2. **Make the Marinade**: In a bowl, mix together the soy sauce, brown sugar, rice vinegar, sesame oil, minced garlic, grated ginger, red pepper flakes, and beef broth. This blend will function as the marinade and cooking liquid.
3. **Combine Ingredients in Slow Cooker**: Place the beef pieces into the slow cooker. Pour the marinade over the beef, making sure all pieces are thoroughly coated. Add the sliced carrots and bell peppers on top of the beef.
4. **Cook**: Cover the slow cooker and set it to low for 6-8 hours or high for 3-4 hours. The extended cooking time allows the flavors to combine and the beef to become tender.
5. **Serve**: Once cooked, shred the beef with two forks if preferred, or serve the pieces whole. Spoon the beef and vegetables over cooked brown rice or quinoa for a complete meal. Garnish with chopped green onions and sesame seeds.
#### Nutritional Benefits
This high-protein slow cooker Korean beef recipe is not only fulfilling but also rich in nutrients. Beef provides a great source of protein, iron, and B vitamins, which are crucial for energy and overall well-being. By using low-sodium soy sauce and including vegetables like carrots and bell peppers, the dish achieves a balance of vitamins and minerals while maintaining controlled sodium levels.

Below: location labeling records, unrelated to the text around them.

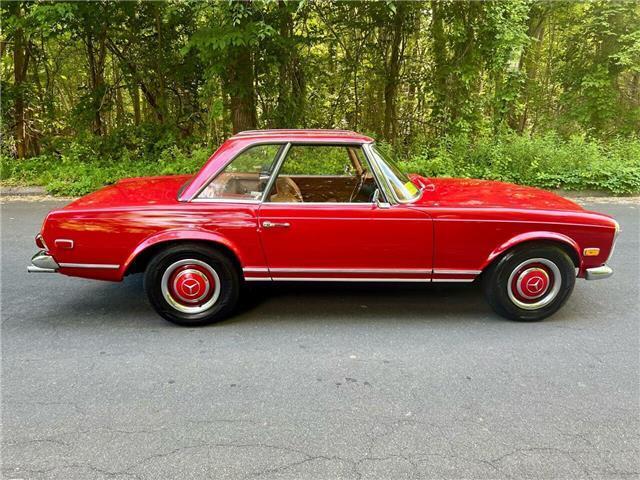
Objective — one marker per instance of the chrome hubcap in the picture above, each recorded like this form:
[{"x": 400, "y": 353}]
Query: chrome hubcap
[
  {"x": 190, "y": 286},
  {"x": 534, "y": 283}
]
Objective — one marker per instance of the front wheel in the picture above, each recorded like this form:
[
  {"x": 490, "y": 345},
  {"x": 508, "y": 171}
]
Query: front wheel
[
  {"x": 192, "y": 285},
  {"x": 529, "y": 283}
]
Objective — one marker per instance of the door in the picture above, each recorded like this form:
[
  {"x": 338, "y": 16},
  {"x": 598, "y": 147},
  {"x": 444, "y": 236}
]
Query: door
[{"x": 319, "y": 222}]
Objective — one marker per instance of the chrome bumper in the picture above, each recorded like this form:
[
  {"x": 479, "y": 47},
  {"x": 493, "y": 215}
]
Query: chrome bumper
[
  {"x": 42, "y": 262},
  {"x": 598, "y": 272}
]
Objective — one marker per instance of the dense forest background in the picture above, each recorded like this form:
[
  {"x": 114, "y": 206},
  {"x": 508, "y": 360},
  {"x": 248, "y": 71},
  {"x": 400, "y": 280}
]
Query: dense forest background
[{"x": 544, "y": 93}]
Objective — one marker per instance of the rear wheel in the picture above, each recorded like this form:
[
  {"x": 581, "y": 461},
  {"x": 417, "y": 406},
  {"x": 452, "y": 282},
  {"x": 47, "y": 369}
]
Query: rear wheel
[
  {"x": 529, "y": 283},
  {"x": 192, "y": 285}
]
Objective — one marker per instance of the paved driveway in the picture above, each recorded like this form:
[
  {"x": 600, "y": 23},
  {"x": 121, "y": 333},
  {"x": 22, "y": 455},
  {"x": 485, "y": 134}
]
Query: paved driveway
[{"x": 316, "y": 383}]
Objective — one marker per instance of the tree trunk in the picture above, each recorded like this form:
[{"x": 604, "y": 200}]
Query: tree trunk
[
  {"x": 439, "y": 66},
  {"x": 391, "y": 78},
  {"x": 20, "y": 64},
  {"x": 97, "y": 56},
  {"x": 241, "y": 90},
  {"x": 291, "y": 88},
  {"x": 134, "y": 92}
]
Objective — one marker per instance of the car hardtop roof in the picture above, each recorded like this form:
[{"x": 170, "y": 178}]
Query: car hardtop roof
[{"x": 306, "y": 134}]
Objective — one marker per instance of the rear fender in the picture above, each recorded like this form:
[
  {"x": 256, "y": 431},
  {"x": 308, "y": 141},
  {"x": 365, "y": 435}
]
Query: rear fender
[
  {"x": 180, "y": 235},
  {"x": 532, "y": 237}
]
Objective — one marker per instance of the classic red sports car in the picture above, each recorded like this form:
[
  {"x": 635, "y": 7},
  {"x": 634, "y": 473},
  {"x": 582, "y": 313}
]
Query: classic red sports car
[{"x": 324, "y": 205}]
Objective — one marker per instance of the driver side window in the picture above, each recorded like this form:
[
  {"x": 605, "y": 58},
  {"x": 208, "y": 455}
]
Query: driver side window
[
  {"x": 323, "y": 174},
  {"x": 246, "y": 177}
]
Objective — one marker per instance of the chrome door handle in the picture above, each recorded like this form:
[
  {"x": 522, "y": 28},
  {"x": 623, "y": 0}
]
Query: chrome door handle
[{"x": 268, "y": 224}]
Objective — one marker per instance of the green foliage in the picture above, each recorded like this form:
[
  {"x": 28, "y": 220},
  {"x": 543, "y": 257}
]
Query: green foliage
[
  {"x": 546, "y": 162},
  {"x": 90, "y": 162}
]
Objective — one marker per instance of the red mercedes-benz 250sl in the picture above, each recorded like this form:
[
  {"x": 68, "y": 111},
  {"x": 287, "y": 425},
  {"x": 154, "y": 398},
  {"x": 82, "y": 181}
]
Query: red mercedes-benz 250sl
[{"x": 324, "y": 205}]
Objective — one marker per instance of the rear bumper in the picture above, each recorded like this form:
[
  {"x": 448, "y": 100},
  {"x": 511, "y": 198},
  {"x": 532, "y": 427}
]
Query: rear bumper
[
  {"x": 42, "y": 262},
  {"x": 598, "y": 273}
]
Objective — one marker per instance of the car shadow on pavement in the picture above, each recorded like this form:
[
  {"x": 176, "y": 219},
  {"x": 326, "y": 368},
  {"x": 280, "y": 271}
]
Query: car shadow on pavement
[{"x": 126, "y": 302}]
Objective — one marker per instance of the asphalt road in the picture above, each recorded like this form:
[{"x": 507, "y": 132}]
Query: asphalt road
[{"x": 316, "y": 383}]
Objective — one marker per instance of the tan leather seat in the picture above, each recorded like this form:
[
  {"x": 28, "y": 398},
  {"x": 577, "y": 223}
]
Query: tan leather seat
[{"x": 286, "y": 191}]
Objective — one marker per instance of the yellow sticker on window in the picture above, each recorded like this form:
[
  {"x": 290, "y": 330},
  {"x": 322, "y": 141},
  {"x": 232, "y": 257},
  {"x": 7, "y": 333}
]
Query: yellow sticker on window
[{"x": 411, "y": 188}]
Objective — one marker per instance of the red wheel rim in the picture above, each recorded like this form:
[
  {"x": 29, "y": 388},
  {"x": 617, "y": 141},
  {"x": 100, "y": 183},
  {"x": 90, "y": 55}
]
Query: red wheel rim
[
  {"x": 534, "y": 283},
  {"x": 190, "y": 286}
]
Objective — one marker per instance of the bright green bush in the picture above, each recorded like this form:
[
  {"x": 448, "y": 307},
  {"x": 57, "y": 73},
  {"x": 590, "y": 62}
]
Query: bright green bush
[{"x": 546, "y": 161}]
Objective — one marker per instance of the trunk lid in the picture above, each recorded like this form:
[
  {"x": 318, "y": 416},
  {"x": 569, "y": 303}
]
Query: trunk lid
[
  {"x": 138, "y": 191},
  {"x": 463, "y": 192}
]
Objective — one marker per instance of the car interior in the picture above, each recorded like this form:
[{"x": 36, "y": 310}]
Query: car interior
[{"x": 354, "y": 184}]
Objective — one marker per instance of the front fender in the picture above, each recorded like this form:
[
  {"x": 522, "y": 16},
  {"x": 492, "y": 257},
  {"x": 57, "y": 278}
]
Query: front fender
[
  {"x": 533, "y": 236},
  {"x": 180, "y": 235}
]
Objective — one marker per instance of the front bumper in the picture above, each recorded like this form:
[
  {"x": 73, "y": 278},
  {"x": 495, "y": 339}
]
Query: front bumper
[
  {"x": 42, "y": 262},
  {"x": 598, "y": 273}
]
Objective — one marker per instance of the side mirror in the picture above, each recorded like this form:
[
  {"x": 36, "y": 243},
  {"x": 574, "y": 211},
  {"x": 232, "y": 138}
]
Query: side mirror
[{"x": 376, "y": 200}]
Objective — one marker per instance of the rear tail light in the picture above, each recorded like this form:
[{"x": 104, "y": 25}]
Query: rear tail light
[{"x": 40, "y": 242}]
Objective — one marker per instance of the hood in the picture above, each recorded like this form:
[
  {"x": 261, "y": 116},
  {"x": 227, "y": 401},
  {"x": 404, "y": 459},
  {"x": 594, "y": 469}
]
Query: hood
[
  {"x": 463, "y": 192},
  {"x": 139, "y": 191}
]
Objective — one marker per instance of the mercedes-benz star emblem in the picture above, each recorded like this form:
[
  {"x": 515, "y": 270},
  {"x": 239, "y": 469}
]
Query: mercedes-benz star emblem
[
  {"x": 535, "y": 284},
  {"x": 191, "y": 287}
]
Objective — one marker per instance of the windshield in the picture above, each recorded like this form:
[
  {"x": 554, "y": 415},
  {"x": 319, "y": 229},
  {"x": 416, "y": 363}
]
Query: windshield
[{"x": 403, "y": 188}]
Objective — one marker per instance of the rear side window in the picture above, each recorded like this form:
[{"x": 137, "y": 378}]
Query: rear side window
[{"x": 245, "y": 177}]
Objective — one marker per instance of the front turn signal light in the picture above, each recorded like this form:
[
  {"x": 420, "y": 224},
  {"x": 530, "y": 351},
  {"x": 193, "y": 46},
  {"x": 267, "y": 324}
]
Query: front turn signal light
[{"x": 40, "y": 242}]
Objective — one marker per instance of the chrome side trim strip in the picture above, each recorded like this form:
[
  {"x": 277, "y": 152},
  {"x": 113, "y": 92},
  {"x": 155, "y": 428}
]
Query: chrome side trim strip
[
  {"x": 453, "y": 271},
  {"x": 598, "y": 273},
  {"x": 349, "y": 279},
  {"x": 445, "y": 280},
  {"x": 34, "y": 269},
  {"x": 353, "y": 279},
  {"x": 90, "y": 265},
  {"x": 416, "y": 271}
]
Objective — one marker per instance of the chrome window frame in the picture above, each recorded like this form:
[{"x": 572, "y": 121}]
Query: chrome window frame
[
  {"x": 324, "y": 144},
  {"x": 389, "y": 191},
  {"x": 277, "y": 158}
]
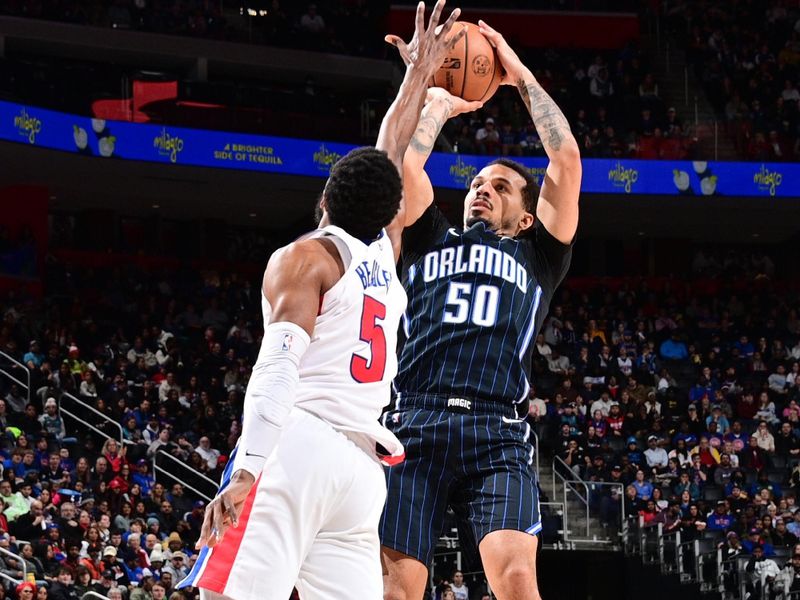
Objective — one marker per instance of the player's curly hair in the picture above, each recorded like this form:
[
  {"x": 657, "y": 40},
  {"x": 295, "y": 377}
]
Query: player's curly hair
[
  {"x": 530, "y": 193},
  {"x": 363, "y": 192}
]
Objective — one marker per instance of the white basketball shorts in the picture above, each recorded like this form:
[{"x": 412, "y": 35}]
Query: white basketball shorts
[{"x": 311, "y": 522}]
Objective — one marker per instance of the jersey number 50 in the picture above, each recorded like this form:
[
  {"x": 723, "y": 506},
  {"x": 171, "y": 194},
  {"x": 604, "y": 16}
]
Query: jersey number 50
[
  {"x": 484, "y": 304},
  {"x": 370, "y": 371}
]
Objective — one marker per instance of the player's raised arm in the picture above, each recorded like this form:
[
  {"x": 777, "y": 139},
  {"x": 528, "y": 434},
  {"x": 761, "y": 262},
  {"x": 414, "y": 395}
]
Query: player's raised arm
[
  {"x": 423, "y": 55},
  {"x": 557, "y": 208},
  {"x": 417, "y": 189},
  {"x": 295, "y": 279}
]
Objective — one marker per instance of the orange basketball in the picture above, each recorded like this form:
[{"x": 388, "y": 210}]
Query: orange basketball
[{"x": 471, "y": 69}]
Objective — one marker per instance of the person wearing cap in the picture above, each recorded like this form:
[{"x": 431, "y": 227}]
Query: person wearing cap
[
  {"x": 644, "y": 489},
  {"x": 781, "y": 537},
  {"x": 603, "y": 404},
  {"x": 167, "y": 580},
  {"x": 15, "y": 504},
  {"x": 143, "y": 590},
  {"x": 723, "y": 473},
  {"x": 685, "y": 484},
  {"x": 720, "y": 519},
  {"x": 762, "y": 572},
  {"x": 656, "y": 456},
  {"x": 634, "y": 455},
  {"x": 737, "y": 436},
  {"x": 753, "y": 457},
  {"x": 680, "y": 452},
  {"x": 51, "y": 421},
  {"x": 716, "y": 416},
  {"x": 709, "y": 456},
  {"x": 157, "y": 561},
  {"x": 34, "y": 357},
  {"x": 63, "y": 587},
  {"x": 143, "y": 477},
  {"x": 177, "y": 566}
]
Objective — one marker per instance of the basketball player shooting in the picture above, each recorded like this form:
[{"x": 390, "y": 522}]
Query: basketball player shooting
[
  {"x": 477, "y": 297},
  {"x": 301, "y": 497}
]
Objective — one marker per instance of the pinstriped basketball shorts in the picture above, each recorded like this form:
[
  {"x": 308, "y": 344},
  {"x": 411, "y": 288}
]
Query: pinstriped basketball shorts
[{"x": 479, "y": 465}]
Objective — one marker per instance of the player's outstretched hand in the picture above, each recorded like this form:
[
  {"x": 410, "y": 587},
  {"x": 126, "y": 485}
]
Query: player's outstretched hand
[
  {"x": 224, "y": 510},
  {"x": 456, "y": 106},
  {"x": 512, "y": 65},
  {"x": 429, "y": 46}
]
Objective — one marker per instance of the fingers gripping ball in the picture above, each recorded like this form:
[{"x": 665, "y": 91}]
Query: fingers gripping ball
[{"x": 471, "y": 70}]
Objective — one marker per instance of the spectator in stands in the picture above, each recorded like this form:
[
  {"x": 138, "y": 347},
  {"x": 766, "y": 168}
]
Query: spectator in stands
[
  {"x": 51, "y": 421},
  {"x": 63, "y": 588},
  {"x": 763, "y": 572},
  {"x": 656, "y": 457}
]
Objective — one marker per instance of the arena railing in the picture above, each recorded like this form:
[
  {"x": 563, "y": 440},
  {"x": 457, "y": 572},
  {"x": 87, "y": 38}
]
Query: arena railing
[
  {"x": 189, "y": 477},
  {"x": 572, "y": 483},
  {"x": 81, "y": 411},
  {"x": 102, "y": 419},
  {"x": 700, "y": 561},
  {"x": 11, "y": 367},
  {"x": 22, "y": 567}
]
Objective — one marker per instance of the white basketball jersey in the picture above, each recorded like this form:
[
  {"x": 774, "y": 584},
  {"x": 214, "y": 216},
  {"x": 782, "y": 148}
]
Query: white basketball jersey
[{"x": 346, "y": 373}]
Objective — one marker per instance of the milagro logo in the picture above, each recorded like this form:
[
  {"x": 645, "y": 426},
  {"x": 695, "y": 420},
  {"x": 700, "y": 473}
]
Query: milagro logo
[
  {"x": 27, "y": 125},
  {"x": 622, "y": 177},
  {"x": 462, "y": 173},
  {"x": 168, "y": 145},
  {"x": 767, "y": 180},
  {"x": 538, "y": 174},
  {"x": 325, "y": 159}
]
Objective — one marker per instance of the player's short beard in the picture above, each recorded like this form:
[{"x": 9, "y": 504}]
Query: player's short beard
[
  {"x": 318, "y": 211},
  {"x": 472, "y": 220}
]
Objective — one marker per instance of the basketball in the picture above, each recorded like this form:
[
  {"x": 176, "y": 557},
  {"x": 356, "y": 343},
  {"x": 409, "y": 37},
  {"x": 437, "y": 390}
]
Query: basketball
[{"x": 471, "y": 70}]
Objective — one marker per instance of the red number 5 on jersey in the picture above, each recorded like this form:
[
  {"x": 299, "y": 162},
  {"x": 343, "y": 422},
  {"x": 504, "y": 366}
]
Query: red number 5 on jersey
[{"x": 362, "y": 369}]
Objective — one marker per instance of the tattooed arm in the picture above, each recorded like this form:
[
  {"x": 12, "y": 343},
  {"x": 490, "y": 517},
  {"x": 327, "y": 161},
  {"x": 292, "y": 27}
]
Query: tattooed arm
[
  {"x": 417, "y": 188},
  {"x": 557, "y": 208}
]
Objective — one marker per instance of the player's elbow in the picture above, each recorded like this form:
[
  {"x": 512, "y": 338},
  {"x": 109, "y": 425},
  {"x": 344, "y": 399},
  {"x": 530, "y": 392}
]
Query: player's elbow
[{"x": 569, "y": 154}]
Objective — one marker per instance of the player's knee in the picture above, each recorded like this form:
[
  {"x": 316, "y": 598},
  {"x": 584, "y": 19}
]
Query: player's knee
[
  {"x": 518, "y": 571},
  {"x": 395, "y": 590}
]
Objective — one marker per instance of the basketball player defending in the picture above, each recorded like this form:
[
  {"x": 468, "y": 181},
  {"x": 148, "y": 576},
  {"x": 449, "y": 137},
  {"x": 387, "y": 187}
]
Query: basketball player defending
[
  {"x": 477, "y": 297},
  {"x": 301, "y": 497}
]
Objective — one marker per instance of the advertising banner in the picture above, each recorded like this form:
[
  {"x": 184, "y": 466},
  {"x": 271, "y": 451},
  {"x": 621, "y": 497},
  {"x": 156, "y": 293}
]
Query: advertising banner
[{"x": 117, "y": 140}]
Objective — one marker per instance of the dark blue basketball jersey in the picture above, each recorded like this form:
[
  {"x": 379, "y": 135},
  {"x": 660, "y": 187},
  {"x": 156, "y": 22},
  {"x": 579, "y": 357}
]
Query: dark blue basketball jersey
[{"x": 476, "y": 302}]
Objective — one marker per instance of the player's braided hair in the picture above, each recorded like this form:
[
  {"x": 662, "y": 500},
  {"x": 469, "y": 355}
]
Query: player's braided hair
[
  {"x": 530, "y": 193},
  {"x": 363, "y": 192}
]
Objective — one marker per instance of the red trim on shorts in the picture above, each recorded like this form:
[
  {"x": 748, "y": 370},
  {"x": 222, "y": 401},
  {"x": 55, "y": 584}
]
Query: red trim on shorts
[
  {"x": 391, "y": 461},
  {"x": 218, "y": 569}
]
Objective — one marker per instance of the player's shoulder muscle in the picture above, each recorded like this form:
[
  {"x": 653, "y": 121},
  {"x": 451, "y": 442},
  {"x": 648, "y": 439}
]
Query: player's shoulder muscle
[{"x": 306, "y": 262}]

#### Tips for Customization
– **Vegetable Variations**: You can add other vegetables such as broccoli, snap peas, or mushrooms for increased nutrition and flavor.
– **Spice Level**: Modify the amount of red pepper flakes to match your spice preference. For a milder dish, decrease the quantity or leave it out completely.
– **Serving Options**: This dish can be served with lettuce wraps for a low-carb choice or over cauliflower rice for a lighter meal.
#### Conclusion
This high-protein slow cooker Korean beef recipe is a practical and flavorful method to enjoy a taste of Korea in your home. With its rich flavors and nutritious ingredients, it serves as a perfect meal for any day of the week. Relish the simplicity of preparation and the delight of a hearty, healthy meal that the entire family will appreciate.